Was der Angeklagte für einen Eindruck gemacht habe, fragt die Richterin einen Sozialarbeiter, der in derselben Bahn saß. "Ich hatte das Gefühl, der wusste genau, was er tut."

Die Situation sei sofort "äußert brenzlig" geworden, nachdem S. mit zwei anderen in die voll besetzte Bahn gestiegen war.
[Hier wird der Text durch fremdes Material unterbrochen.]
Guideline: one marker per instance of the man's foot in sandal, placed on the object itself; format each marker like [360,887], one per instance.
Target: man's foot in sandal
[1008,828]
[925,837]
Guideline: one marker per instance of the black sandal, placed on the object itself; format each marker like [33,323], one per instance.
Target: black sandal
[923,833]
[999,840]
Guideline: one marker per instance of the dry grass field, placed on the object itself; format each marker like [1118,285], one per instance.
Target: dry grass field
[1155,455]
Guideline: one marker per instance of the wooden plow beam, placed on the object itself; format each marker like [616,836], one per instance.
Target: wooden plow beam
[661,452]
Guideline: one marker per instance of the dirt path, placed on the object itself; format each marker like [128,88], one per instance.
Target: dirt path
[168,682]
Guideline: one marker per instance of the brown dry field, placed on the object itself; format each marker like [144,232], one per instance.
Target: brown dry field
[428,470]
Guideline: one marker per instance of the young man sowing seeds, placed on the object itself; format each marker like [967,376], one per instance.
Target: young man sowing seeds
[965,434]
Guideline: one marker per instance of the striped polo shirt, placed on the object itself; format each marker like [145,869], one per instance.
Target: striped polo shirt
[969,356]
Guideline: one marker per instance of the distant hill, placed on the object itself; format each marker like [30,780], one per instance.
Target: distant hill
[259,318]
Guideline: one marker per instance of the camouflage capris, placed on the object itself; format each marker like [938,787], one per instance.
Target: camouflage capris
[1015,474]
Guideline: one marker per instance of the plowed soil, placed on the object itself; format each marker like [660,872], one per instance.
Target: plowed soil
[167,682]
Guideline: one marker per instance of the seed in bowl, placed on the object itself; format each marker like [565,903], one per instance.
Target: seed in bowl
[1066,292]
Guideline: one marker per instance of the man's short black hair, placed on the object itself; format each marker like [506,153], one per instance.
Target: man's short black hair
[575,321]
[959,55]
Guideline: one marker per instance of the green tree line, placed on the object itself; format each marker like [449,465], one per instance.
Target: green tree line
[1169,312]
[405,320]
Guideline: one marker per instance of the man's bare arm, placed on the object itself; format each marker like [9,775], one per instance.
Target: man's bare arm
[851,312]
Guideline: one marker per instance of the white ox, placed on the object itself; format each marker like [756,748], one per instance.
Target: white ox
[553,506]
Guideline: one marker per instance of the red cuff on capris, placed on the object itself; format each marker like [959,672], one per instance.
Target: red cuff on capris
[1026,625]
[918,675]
Die Opfer sprachen Deutsch mit Akzent

Er rannte herum, zeigte den Hitlergruß, brüllte, dass Juden und Asylbewerber verbrannt werden sollten. Während der Sozialarbeiter hinter einem Fahrrad in Deckung ging und die Polizei rief, sah er, wie S. sich einer Mutter mit zwei Kindern näherte, die mit Akzent Deutsch sprachen. Er baute sich vor ihnen auf und ließ die Hosen herunter.

Ob er sich vielleicht einfach nur erleichtern wollte, fragt die Richterin eine Lehrerin, die in der Nähe der Familie stand. "Ganz sicher nicht", sagt die Frau.

Die Familie fuhr weiter

Christoph S. habe sich die Familie gezielt aufgrund ihres Auftretens ausgesucht und als "Asylantenpack" beschimpft. Erst als sein Begleiter dazwischengegangen sei, habe er von der Mutter abgelassen und die Hosen wieder hochgezogen.

Ob S. auf Mutter und Kinder uriniert hat, kann vor Gericht nicht geklärt werden. Die Familie, die aus Osteuropa stammen soll, fuhr nach der Tat weiter und wurde bislang nicht ausfindig gemacht.

Wie die Fahrgäste reagierten

Ein Polizeibeamter gab zu Protokoll, S. habe nach seiner Verhaftung gesagt, er habe schon mal auf jemanden uriniert; warum da jetzt "so ein Aufstand gemacht" werde?

Wie eigentlich die anderen Leute in der Bahn reagiert hätten, fragt die Richterin noch. Das sei das Schlimmste gewesen, sagt eine junge Zeugin. "Es hat keiner etwas gesagt."